ABC News host Jonathan Karl called out Sen. Tom Cotton (R-AR) after he suggested Jan. 6 rioters “just wandered into the Capitol.”

During a Sunday interview on ABC’s This Week, Karl confronted Cotton with a statement he made following the Jan. 6 riot at the U.S. Capitol.

“It’s past time for the president to accept the results of the election, quit misleading the American people, and repudiate mob violence,” Cotton said at the time.

“More than three years later, Trump has still not accepted the results,” Karl noted. “He is still misleading the American people.”

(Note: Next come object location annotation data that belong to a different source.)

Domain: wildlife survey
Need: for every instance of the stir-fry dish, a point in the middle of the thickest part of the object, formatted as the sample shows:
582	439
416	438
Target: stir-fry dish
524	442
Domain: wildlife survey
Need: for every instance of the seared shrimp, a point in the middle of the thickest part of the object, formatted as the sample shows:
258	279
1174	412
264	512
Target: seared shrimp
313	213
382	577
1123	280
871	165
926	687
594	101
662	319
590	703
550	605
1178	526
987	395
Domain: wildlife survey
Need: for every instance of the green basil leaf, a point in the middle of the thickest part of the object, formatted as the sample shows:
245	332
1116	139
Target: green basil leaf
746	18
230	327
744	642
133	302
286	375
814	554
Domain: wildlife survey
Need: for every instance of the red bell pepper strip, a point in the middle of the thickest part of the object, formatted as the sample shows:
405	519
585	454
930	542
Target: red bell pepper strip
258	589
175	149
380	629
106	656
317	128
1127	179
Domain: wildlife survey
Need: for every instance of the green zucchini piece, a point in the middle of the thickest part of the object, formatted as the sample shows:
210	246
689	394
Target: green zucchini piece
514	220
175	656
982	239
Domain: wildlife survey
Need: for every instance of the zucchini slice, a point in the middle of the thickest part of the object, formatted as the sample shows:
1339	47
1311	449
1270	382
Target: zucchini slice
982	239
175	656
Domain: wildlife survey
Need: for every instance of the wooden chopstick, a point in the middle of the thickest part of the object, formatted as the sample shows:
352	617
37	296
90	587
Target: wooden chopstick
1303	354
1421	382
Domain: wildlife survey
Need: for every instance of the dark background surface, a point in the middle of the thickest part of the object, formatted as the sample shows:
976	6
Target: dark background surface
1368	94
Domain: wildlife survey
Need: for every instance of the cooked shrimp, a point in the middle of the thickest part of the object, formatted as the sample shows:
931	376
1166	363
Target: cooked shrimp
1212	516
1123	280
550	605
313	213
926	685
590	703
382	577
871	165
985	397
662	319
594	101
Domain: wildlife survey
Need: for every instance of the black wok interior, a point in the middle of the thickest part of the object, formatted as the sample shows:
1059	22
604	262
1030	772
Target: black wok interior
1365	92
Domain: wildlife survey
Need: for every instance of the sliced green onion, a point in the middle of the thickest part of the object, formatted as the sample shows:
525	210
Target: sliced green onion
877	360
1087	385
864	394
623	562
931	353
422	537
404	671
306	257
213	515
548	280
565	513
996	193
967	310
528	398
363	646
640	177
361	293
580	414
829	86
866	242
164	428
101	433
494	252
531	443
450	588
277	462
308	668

Cotton falsely claimed Trump had accepted the election results “that very day.”

“He still hasn’t accepted the results of the election,” Karl pointed out. “He’s also calling the people that attacked the Capitol hostages. And he’s suggesting that he would, may pardon all of them. I mean, I assume you don’t agree with that.”

“He said that he would consider pardons, and some of them probably…” Cotton said.

“And he called them hostages,” the ABC host interrupted. “So you agree these are hostages?”

“Some of them have been held in pre-trial detention longer than the sentences for the crimes with which they are charged,” Cotton remarked. “For people who just wandered into the Capitol, they thought it was open or was on the grounds.”

“I mean, that wasn’t like wandering,” Karl explained. “This wasn’t a tourist visit.”

For his part, Cotton complained that the Department of Justice was not going after “left-wing street militia threatening to assassinate Supreme Court justices.”

“People who were involved in that riot, who assaulted police officers, or who defaced and damaged public property should face the legal consequences,” he added.

“Isn’t it odd that the Republican nominee doesn’t agree with that?” Karl asked.

“What shouldn’t be used is every grandma who had a red MAGA hat that was within a country mile of the Capitol on January 6th shouldn’t be sitting in pre-trial detention for a longer time than the crimes for which they might face a sentence,” Cotton concluded.